ISC 2016’s emphasis on “Make in India” stems from the understanding that manufacturing any product or service is impossible unless one knows the science behind it. If the science and technology shaping a product is indigenous, money spent in procuring intellectual rights is saved.
“If we develop our own technology, the final product is more cost-effective,” said Asis Dutta, molecular biology professor at the Jawaharlal Nehru University (JNU) in New Delhi. Take the case of human genome engineering for instance. According to Union Minister of Science and Technology Harsh Vardhan, the field required a funding of at least $100 billion only a decade back. Today, we have come a long way in indigenous research and development on the subject, as a result of which, it requires only a $1000 dollars in investment.
In 1965, Lal Bahadur Shastri advocated “Jai Jawan Jai Kisan”. In 1998, then-prime minister A B Vajpayee took Shastri’s slogan one step further by calling for “Jai Jawan, Jai Kisan and Jai Vigyan”. Recently, Prime Minister Modi called for more investments to “Make in India”. A country cannot prosper if it is not self- sufficient in science and technology, A K Saxena, general secretary of the Indian Science Congress Association, added.
But have our research organisations equipped us to “Make in India” in the nearly 68 years since independence?
“Yes, definitely. Our investment in science and technology over several decades has an excellent foundation, which we can certainly use to ‘Make in India’ and kindle indigenous development,” said K Vijayraghavan, secretary of the Department of Biotechnology (DBT).
Harsh Vardhan also said that we have definitely come a long way. “We now have among the finest scientists, research facilities and technologies in the world,” he said, illustrating how Indian scientists recently developed the ROTA virus vaccine and the Centre of Scientific and Industrial Research (CSIR) developed a new drug for diabetes.
“We are sixth in terms of publication of scientific journals and fifth in nanotechnology. Our country is not really dependent on the West now,” he added.
But there is an increasing demand to increase Gross Expenditure in Research and Development (GERD) to two per cent of the GDP from the current one per cent. The Science Technology and Innovation Policy (STI), 2013, has a goal of positioning India among the top five scientific powers in the world by 2020.
Vijayraghavan said that there has been no cut in government funding on research and development (R&D) and in due course of time, Industry investment on R&D would also increase. "If scientists continue to be encouraged, there is always an opportunity for growth,” Dutta said.
More than 5,000 speakers from over 150 institutions will congregate at the University of Mysore between January 3-7, 2016 as part of the ISC 2016.
Scientists, professors and delegates from India and elsewhere will be participating in the 5-day event. Major attractions include talks by Nobel laureates John B Gurdon, Dan Shechtman and Bharat Ratna C N R Rao.

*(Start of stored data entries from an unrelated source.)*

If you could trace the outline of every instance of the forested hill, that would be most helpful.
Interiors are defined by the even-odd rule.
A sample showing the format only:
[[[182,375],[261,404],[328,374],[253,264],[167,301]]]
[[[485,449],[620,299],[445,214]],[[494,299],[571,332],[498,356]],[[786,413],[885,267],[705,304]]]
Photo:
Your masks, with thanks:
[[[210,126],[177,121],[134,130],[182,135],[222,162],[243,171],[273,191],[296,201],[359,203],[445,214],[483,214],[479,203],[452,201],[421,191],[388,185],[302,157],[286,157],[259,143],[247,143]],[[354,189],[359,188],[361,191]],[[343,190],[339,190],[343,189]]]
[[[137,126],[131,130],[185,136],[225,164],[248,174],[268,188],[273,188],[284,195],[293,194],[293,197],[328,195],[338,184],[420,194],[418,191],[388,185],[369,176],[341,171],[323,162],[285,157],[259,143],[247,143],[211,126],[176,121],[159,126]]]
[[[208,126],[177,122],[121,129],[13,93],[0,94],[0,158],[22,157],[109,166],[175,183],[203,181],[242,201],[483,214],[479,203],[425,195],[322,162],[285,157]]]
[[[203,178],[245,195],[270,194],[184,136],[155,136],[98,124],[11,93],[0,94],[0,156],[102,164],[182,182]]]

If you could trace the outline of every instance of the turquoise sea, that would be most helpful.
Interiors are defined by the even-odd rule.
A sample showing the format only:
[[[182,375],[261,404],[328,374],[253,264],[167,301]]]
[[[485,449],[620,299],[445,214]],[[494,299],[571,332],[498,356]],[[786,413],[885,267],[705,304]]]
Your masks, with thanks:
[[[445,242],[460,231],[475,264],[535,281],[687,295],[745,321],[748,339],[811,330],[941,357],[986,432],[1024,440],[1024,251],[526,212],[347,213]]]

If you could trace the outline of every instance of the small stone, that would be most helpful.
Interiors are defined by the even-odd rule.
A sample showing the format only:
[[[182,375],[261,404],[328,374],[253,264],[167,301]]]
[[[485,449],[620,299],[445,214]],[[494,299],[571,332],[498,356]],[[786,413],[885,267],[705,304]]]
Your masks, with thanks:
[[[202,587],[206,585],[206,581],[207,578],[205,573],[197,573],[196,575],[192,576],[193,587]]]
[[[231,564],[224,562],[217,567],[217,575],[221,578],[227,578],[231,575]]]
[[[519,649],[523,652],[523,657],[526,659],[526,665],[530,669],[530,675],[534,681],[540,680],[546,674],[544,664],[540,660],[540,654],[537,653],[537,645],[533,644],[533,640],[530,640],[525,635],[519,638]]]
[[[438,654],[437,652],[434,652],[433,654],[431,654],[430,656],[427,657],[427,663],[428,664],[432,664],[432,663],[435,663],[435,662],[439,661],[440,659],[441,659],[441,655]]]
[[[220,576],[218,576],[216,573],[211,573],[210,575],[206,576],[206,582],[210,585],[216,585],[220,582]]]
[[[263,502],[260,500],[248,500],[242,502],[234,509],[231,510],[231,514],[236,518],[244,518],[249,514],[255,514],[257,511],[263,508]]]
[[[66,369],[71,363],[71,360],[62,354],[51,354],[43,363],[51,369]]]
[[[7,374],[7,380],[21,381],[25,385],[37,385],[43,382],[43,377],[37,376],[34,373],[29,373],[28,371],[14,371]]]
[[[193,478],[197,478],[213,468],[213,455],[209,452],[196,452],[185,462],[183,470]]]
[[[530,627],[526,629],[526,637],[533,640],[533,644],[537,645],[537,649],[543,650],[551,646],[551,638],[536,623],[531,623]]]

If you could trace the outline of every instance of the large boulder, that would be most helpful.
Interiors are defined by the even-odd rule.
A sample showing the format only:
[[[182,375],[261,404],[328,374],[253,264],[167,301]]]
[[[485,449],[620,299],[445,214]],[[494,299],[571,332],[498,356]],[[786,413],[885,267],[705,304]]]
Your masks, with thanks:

“The Prime Minister of India himself being the president of the ISC shows how important science & technology is for the holistic development of the country,” Professor N B Ramachandra, local secretary of the ISC, said.
During the course of the five-day affair, sectional symposia on 14 major scientific streams (agriculture and forestry sciences, environmental sciences, material sciences, chemical sciences and earth system sciences, to name a few) will provide an in-depth understanding of the most recent research available in each subject. Other attractions are ISC’s Women’s Science Congress, a platform for Indian women scientists, and the Children’s Science Congress, which identifies and felicitates young achievers with scientific inclinations.
From its modest beginnings in 1914, the Indian Science Congress has bloomed into an extravagant affair, as the ISCA reached its present strength of nearly 40,000 members. Nearly 105 scientists presented 35 papers in five streams (botany, physics, chemistry, geology and ethnography) in the first ISC, held in Kolkata between January 15 and 17, 1914.